Karnataka State Pollution Control Board

Statutory body overview
- Formed: 21 September 1974; 51 years ago
- Jurisdiction: Karnataka
- Headquarters: Bangalore, Karnataka, India
- Elected Minister responsible: Eshwara Khandre, Minister of Forest, Ecology and Environment of Karnataka;
- Statutory body executives: P. M. Narendra Swamy, Chairman; R Gokul IFS, Member & secretary;
- Parent department: Ministry of Forest, Ecology and Environment of Karnataka
- Key document: Water (prevention and Control of Pollution) Act, 1974 (Section 4);
- Website: kspcb.gov.in

= Karnataka State Pollution Control Board =

Indian state government agency

The Karnataka State Pollution Control Board (KSPCB) is a legal entity entrusted for control of pollution in the Indian State of Karnataka.
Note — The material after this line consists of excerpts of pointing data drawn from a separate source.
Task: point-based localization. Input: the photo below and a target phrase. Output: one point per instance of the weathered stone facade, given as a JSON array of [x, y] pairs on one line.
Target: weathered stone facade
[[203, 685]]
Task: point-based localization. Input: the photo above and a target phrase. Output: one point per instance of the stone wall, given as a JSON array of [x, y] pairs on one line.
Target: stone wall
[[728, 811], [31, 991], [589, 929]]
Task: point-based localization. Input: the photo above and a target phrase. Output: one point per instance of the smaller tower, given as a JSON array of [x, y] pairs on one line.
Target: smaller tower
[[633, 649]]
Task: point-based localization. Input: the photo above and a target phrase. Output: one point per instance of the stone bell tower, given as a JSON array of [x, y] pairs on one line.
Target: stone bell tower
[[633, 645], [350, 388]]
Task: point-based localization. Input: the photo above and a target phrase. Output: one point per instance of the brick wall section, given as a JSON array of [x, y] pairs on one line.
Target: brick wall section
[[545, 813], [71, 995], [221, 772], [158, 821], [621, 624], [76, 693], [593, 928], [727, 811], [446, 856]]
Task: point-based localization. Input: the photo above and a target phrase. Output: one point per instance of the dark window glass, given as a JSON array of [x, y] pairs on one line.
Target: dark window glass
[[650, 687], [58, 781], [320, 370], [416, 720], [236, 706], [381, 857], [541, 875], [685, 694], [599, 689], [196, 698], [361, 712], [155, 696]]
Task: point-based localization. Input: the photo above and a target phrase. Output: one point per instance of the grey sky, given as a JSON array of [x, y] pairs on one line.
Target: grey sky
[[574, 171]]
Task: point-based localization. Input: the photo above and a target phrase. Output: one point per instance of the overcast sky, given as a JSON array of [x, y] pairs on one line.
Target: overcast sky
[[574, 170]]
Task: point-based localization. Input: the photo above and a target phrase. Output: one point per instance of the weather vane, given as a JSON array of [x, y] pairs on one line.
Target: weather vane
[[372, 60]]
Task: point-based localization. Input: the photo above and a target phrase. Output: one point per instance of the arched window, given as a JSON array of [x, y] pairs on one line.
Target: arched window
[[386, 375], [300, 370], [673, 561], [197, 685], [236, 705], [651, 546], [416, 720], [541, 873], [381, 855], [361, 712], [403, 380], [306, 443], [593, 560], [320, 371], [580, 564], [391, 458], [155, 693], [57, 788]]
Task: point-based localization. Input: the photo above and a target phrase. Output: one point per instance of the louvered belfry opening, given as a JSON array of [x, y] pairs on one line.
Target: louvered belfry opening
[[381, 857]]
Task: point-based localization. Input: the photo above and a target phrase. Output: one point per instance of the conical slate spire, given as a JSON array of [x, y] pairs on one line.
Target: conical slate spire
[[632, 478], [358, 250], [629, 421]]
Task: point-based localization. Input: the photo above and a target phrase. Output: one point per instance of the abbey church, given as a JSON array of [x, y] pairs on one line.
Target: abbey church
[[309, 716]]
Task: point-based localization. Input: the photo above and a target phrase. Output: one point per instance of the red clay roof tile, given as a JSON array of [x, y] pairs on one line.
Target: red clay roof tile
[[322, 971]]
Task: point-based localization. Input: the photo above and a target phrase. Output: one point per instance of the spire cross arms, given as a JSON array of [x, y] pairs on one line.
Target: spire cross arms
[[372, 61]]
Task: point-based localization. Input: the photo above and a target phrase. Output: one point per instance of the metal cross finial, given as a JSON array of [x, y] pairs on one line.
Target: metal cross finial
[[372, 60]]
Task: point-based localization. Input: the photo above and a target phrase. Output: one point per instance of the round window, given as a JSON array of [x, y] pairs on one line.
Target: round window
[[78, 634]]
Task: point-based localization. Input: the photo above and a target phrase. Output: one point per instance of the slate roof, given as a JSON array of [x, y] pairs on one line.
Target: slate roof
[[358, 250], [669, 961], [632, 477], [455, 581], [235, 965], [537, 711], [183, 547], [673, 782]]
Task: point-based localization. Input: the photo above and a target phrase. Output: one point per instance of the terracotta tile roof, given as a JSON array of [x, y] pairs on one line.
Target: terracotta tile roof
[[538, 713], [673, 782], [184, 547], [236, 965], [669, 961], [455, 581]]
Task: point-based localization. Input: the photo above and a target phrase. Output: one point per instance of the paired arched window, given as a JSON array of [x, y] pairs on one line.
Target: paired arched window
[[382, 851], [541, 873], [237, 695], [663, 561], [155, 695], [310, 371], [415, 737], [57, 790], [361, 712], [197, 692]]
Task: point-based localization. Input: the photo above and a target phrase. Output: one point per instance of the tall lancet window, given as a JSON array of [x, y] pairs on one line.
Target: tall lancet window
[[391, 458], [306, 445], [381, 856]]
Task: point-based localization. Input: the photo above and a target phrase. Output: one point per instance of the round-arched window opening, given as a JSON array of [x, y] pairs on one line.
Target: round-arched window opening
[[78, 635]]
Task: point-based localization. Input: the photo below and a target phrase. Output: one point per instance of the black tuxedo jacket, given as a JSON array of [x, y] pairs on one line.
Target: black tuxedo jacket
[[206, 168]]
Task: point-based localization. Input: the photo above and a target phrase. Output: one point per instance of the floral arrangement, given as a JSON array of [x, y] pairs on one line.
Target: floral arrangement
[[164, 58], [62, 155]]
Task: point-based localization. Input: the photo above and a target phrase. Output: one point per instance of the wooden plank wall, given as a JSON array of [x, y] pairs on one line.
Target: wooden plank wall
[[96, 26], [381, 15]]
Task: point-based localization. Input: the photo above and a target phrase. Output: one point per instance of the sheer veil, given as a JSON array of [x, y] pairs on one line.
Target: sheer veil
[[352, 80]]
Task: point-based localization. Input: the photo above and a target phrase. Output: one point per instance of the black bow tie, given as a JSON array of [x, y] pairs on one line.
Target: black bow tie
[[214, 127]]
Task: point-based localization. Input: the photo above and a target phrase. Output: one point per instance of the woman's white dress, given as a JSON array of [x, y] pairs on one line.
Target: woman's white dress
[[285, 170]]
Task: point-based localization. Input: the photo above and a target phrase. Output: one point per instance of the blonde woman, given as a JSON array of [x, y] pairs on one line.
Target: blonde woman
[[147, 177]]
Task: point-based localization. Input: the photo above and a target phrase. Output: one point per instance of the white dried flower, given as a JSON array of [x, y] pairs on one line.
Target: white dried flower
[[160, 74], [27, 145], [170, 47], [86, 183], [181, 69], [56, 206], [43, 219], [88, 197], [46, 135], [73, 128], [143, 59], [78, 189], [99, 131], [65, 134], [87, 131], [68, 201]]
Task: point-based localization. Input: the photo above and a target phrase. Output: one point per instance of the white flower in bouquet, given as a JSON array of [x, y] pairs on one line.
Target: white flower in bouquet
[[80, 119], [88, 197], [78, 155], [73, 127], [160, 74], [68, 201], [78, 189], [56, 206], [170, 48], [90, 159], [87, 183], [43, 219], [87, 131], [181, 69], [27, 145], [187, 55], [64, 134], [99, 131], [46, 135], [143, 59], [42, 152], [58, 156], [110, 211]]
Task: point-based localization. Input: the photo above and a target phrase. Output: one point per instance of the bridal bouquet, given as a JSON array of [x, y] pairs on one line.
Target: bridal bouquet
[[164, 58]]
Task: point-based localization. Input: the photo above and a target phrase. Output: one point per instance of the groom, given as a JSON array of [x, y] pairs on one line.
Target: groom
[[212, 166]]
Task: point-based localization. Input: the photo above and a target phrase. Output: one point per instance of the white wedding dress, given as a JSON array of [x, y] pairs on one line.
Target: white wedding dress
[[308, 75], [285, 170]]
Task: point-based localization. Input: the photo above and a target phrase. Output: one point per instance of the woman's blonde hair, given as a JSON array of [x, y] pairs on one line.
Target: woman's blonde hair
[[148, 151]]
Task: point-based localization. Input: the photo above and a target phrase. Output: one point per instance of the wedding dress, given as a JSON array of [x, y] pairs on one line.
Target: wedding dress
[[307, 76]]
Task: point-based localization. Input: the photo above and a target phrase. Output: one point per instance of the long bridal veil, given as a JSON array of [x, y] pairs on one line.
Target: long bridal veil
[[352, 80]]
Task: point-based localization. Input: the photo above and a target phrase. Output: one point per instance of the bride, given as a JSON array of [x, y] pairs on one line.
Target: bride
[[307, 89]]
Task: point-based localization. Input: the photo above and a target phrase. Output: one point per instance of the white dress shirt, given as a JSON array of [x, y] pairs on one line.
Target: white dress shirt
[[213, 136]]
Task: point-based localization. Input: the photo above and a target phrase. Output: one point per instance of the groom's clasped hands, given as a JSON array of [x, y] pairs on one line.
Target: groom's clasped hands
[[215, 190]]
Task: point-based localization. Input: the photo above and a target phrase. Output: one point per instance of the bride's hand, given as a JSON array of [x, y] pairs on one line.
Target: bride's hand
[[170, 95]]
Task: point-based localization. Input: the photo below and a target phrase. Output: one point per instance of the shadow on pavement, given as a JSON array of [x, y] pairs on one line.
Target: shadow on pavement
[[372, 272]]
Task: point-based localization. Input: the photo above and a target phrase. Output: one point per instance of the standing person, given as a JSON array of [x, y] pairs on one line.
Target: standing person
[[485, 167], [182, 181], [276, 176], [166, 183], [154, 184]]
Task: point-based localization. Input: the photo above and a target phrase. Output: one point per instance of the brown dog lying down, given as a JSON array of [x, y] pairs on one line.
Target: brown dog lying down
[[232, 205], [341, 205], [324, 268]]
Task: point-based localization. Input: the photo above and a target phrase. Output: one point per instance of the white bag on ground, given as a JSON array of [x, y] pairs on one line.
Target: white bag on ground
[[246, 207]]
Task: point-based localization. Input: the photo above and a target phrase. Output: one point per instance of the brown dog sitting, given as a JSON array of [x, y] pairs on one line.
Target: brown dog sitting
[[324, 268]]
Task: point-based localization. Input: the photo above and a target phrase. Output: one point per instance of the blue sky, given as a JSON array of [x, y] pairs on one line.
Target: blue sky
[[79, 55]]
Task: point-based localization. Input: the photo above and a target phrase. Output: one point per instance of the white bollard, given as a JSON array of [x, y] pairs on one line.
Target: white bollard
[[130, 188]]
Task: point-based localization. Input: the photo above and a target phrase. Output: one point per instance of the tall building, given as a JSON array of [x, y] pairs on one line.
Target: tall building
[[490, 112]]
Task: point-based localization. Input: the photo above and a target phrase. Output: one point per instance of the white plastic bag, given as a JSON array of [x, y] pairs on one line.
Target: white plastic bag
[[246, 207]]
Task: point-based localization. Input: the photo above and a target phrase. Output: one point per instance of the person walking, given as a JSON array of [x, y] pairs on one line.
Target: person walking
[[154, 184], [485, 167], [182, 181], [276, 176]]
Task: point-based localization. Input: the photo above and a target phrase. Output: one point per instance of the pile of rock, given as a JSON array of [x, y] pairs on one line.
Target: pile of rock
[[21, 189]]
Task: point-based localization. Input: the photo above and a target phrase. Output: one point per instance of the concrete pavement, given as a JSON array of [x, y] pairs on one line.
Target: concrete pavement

The Board regulates air, water and environmental pollution.

==History==
The Board was originally constituted as the Karnataka State Pollution Control Board for Prevention and Control of Water Pollution in 1974 as per section 4 of the Water (Prevention and Control of Pollution) Act, 1974. It was renamed the Karnataka State Pollution Control Board in 1985 after the enactment of Air (Prevention & Control of Pollution) Act in 1981. The Board was initially mandated only to implement the Water Act. Subsequently, it was empowered to enforce to enforce the Water (Prevention & Control of Pollution) Cess Act, 1977; the Water (Prevention & Control of Pollution) Cess Rules, 1978; and a series of Rules and Notifications framed under the Environment Protection Act, 1986.

==Structure==
The headquarters of the KSPCB is located in Bangalore. The KSPCB also has 44 regional offices, with at least one office in each district of Karnataka.